Die Thomaskirche in Röttgen ist bis auf den letzten Platz gefüllt. Alle Stühle und Bänke sind besetzt, die Zwischenwände offen, und auch im Altarraum ist jedes Fleckchen belegt. Immerhin sind mit der Kantorei und dem Jugendchor jener Gemeinde, der Jesus-Christus-Kantorei Witterschlick und dem Erweiterten Kammerorchester Röttgen gut 120 Musiker an diesem Volkstrauertag zusammengekommen, um eine Messe der besonderen Art zu zelebrieren, eine, die den vollendeten Klang eines unvollendeten Lebens preist und den ewigen Frieden beschwört. Ein berührendes Anliegen, das bei der Gemeinde Eindruck hinterlässt.

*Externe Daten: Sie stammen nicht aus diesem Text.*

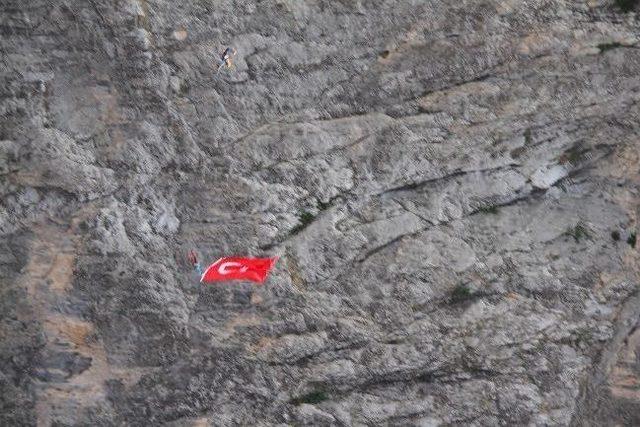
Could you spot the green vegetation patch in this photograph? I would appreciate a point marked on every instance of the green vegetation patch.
(460, 293)
(312, 398)
(627, 5)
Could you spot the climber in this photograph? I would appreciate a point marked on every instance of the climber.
(193, 259)
(226, 58)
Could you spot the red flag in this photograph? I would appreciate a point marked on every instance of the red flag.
(238, 268)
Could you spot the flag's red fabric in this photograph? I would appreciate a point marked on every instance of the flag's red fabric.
(238, 268)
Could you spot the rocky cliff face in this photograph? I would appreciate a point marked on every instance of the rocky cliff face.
(452, 188)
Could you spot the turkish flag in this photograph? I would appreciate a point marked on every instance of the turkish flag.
(238, 268)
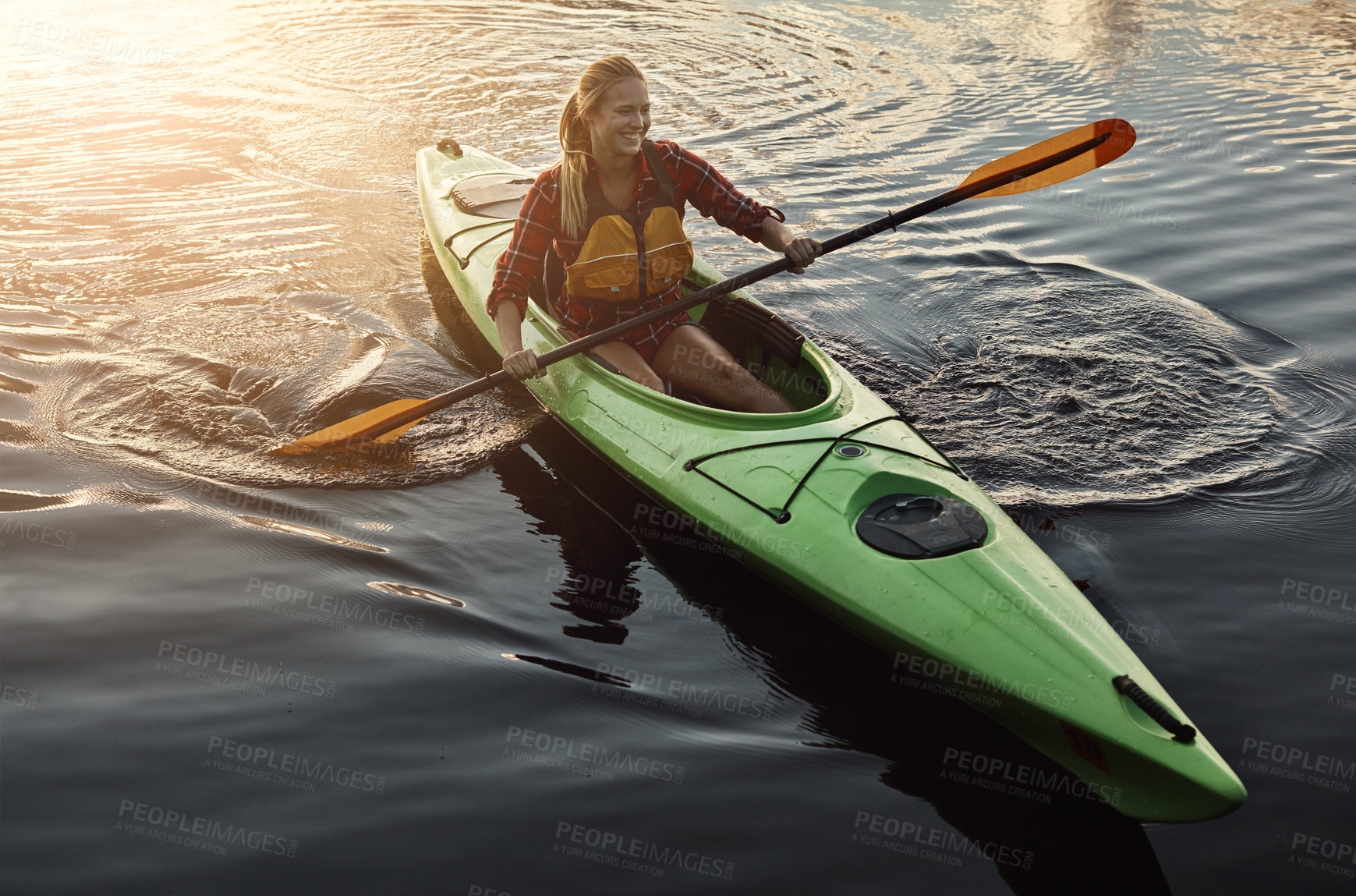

Zum Auftakt setzt der Klangkörper unter der Gesamtleitung von Anke Lehmann mit Felix Mendelssohn-Bartholdys Vertonung von Psalm 55 eine Art Hilferuf ab. „Hör mein Bitten, Herr, neige dich zu
mir“, singen der Chor und Solo-Sopranistin Elisa Rabanus, die mit gefühlvollem, klarem Ton das Flehen gen Himmel trägt. Allerdings bleibt die Dynamik bei diesem Werk überschaubar, so dass sich
die Dramatik nur zum Teil offenbart – gleichzeitig droht es so nicht ins Pathetische zu kippen. Der Wohlklang von Chor und Orchester bereitet vielmehr eine hoffnungsvolle Grundstimmung, auf der
Schuberts unvollendete h-Moll-Sinfonie aufbauen kann. Oder könnte. Denn gerade das Allegro mit seinem explosiven Mittelteil hätte Orchester-Leiterin Yoorina Bae ruhig etwas kontrastreicher
gestalten können, um die anfänglich ländliche Idylle zu durchbrechen. Das Andante gelingt da schon besser und leitet so geschickt zum Hauptwerk des Abends über: Gabriel Faurés berühmtem
Requiem.
Das große Werk des Franzosen ist eine Totenmesse von ungewöhnlicher Form, aber auch von ebensolcher Schönheit. Im Gegensatz zu Verdi oder auch zu Mozart verzichtete Fauré auf eine Ausgestaltung
des Jüngsten Gerichts („Dies irae“), sondern betete vielmehr für die ewige Ruhe der Verstorbenen. Lediglich im „Libera me“ taucht der Tag des Zorns auf, der jedoch durch die Verheißung eines
friedvollen Himmelreichs abgemildert wird. Die zarten Gesangspassagen setzt der Chor denn auch souverän um, während Elisa Rabanus und Bariton Fabian Hemmelmann die Soli stimmungsvoll und
angemessen schlicht darbieten. Auch das Orchester versteht zu überzeugen, nur die Streicher scheinen sich an der ein oder anderen Stelle (etwa im „Sanctus“) ein wenig unsicher zu sein.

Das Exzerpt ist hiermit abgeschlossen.